At the moment, bowel cancer is typically treated with surgery first, followed by chemo in order to remove any lingering cancer cells. However, bowel cancer chemotherapy can cause a range of unpleasant side effects.
The study is being carried out at London’s Royal Marsden Hospital, and according to its website, it could help save patients from “toxicity, with the potential for huge cost savings” for England’s National Health Service (NHS).
“So far, doctors have been unable to precisely advise each patient on whether they are likely to benefit from chemotherapy post-surgery,” the website states.
“Unfortunately, chemotherapy produces side effects that can include mouth ulcers, loss of appetite, diarrhoea, sore hands and feet, brittle hair and nails.

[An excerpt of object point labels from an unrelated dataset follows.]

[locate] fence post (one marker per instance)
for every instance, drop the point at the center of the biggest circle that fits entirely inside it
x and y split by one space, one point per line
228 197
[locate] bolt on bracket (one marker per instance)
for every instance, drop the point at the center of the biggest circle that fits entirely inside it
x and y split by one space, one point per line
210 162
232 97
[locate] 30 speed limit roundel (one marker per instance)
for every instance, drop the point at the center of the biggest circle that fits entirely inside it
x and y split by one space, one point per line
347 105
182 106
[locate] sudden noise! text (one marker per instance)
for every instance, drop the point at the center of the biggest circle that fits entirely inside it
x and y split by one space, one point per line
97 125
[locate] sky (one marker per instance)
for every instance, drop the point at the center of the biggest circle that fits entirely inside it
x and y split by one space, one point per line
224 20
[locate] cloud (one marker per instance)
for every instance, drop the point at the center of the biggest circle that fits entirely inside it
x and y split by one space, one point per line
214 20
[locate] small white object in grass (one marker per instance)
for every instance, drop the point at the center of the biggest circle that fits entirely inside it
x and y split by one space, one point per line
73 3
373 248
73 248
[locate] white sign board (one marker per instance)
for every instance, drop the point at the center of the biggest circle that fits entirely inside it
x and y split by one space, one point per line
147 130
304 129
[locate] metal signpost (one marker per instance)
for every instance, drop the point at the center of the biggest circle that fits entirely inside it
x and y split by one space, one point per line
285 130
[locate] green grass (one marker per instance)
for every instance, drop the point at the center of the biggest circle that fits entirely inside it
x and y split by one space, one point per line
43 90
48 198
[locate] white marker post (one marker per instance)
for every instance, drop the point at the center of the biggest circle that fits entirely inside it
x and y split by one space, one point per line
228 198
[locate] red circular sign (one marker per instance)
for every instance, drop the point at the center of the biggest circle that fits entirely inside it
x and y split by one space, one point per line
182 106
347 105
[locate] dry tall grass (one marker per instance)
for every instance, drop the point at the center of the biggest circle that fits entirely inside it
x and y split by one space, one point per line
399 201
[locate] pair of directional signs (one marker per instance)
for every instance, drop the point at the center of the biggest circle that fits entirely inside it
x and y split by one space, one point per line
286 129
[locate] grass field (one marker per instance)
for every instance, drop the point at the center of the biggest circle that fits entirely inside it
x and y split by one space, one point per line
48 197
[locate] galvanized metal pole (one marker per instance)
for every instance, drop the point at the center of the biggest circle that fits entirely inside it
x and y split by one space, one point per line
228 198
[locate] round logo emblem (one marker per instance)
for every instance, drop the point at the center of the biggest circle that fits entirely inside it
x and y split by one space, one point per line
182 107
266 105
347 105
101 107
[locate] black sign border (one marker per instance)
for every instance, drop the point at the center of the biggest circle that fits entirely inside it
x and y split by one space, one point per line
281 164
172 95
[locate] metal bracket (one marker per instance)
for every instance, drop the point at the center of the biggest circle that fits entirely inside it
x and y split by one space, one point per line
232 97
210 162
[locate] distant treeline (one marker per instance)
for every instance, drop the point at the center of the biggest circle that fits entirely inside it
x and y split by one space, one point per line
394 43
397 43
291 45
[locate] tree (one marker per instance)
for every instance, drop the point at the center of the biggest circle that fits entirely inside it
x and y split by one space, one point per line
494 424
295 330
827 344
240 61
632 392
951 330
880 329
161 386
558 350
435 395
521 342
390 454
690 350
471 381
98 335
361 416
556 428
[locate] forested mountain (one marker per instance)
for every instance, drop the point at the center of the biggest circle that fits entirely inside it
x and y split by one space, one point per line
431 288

More serious and troublesome side effects include damage to the nerves in the hands and feet, life-threatening infections, cardiac chest pain and blood clots.
“Sometimes side effects can be life-long, and patients report them to be debilitating, cause anxiety, impact close relationships and impair their ability to work.
“By reducing the use of unnecessary chemotherapy through our proposed precise approach, the patient’s quality of life will be greatly improved while also significantly saving NHS resources.”
It said the study had the potential to “revolutionise treatment for operable bowel cancer within five to eight years”.
While traces of cancer in the blood – known as circulating tumour DNA – are normally undetectable on scans, the new blood test is now able to pick them up, which is why the test has been hailed as such a breakthrough.
Dr Naureen Starling, principal investigator on the Tracc trial, said the tests could vastly improve patients’ quality of life.
“Half of patients with Stage 3 bowel cancer are cured by surgery alone, so we are over-treating a large proportion of patients,” she said.
Eliminating the need for aggressive chemo, she said, was “good for the patient, it’s good for the health service, it’s good for cost savings within the [health system] – that would be a win-win”.
The test was developed by US firm Guardant Health, with samples from the hundreds of UK patients involved in the trial being sent to labs in California for testing, which takes around a fortnight before results are available.